Assimi Goita / Image: DR

Le Gouvernement de la Transition du Mali a annoncé l’arrestation, d’un groupe de militaires et de civils accusés de comploter contre les institutions de la République. Cette tentative de déstabilisation, qualifiée d’« acte subversif », aurait impliqué l’aide d’États étrangers.

Les faits remontent au 1er août dans ce pays qui a connu déjà au moins cinq (5) coups d’Etat militaire.

Une conspiration stoppée par les services spécialisés

Selon le communiqué, les services de sécurité maliens ont déjoué la manœuvre grâce à leur vigilance et leur professionnalisme.
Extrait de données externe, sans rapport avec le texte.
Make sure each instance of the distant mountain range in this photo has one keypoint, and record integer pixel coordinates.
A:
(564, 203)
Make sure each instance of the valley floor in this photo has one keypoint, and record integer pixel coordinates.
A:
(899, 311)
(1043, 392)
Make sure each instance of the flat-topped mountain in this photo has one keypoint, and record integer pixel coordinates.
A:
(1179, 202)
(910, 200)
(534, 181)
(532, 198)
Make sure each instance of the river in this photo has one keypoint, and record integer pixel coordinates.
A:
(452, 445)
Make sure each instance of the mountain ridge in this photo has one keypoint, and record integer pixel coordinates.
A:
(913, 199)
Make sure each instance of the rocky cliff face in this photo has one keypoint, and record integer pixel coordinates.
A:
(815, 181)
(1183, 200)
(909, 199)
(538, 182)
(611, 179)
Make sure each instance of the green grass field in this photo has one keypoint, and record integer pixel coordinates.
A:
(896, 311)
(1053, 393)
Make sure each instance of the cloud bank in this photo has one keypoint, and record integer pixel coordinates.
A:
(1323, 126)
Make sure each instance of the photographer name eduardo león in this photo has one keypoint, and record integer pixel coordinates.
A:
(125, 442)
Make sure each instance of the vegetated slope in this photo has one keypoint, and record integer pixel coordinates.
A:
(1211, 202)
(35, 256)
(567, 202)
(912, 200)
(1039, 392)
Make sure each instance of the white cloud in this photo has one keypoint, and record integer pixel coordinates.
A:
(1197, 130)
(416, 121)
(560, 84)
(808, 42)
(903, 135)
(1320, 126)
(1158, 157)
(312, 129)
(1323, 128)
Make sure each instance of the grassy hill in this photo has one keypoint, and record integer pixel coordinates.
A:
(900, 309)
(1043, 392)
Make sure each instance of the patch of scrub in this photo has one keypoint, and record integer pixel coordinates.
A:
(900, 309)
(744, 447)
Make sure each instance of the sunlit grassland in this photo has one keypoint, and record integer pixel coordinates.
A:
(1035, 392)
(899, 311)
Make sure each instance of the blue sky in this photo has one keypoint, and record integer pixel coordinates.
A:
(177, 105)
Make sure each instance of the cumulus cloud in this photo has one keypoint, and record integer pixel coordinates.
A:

Parmi les personnes interpellées figure Yann Vézilier, présenté par les autorités comme un agent du renseignement français. Ce dernier aurait collaboré avec des responsables politiques, des acteurs de la société civile et des militaires, dont les généraux de brigade Abass Dembélé et Néma Sagara.

Le Gouvernement a assuré que des enquêtes judiciaires sont en cours afin d’identifier d’éventuels complices. Tout en condamnant fermement cette tentative, il a affirmé que la situation est « totalement sous contrôle » et a invité la population à la vigilance et au calme.

Un pays marqué par une succession de coups d’État

Cet épisode s’inscrit dans une longue histoire d’instabilité politique au Mali, où l’armée a régulièrement pris le pouvoir depuis l’indépendance :

1968 : le général Moussa Traoré renverse le président Modibo Keïta ;

1991 : le régime de Traoré tombe à son tour sous la pression populaire et militaire, ouvrant la voie à une transition démocratique ;

2012 : en pleine crise sécuritaire au Nord, le capitaine Amadou Haya Sanogo prend le pouvoir par un coup d’État ;

2020 : le président Ibrahim Boubacar Keïta est renversé par un groupe d’officiers dirigés par le colonel Assimi Goïta ;

2021 : Goïta consolide son autorité lors d’un second coup de force au sein même de la Transition.

Ces bouleversements politiques ont profondément marqué la trajectoire du pays, accentuant sa fragilité institutionnelle dans un contexte de crise sécuritaire et de lutte contre le terrorisme.

La Transition face au défi de la stabilité

Depuis 2021, le Mali est dirigé par des autorités de transition qui affirment œuvrer à une « refondation » et à la reconquête de la souveraineté nationale. L’arrestation du groupuscule annoncé par Bamako intervient alors que le pays, engagé aux côtés de ses voisins du Niger et du Burkina Faso au sein de la Confédération des États du Sahel (CES), poursuit sa lutte contre les groupes armés terroristes.

Pour les autorités maliennes, cette tentative avortée confirme la nécessité de rester vigilants face aux « manœuvres de déstabilisation » susceptibles de compromettre le processus en cours.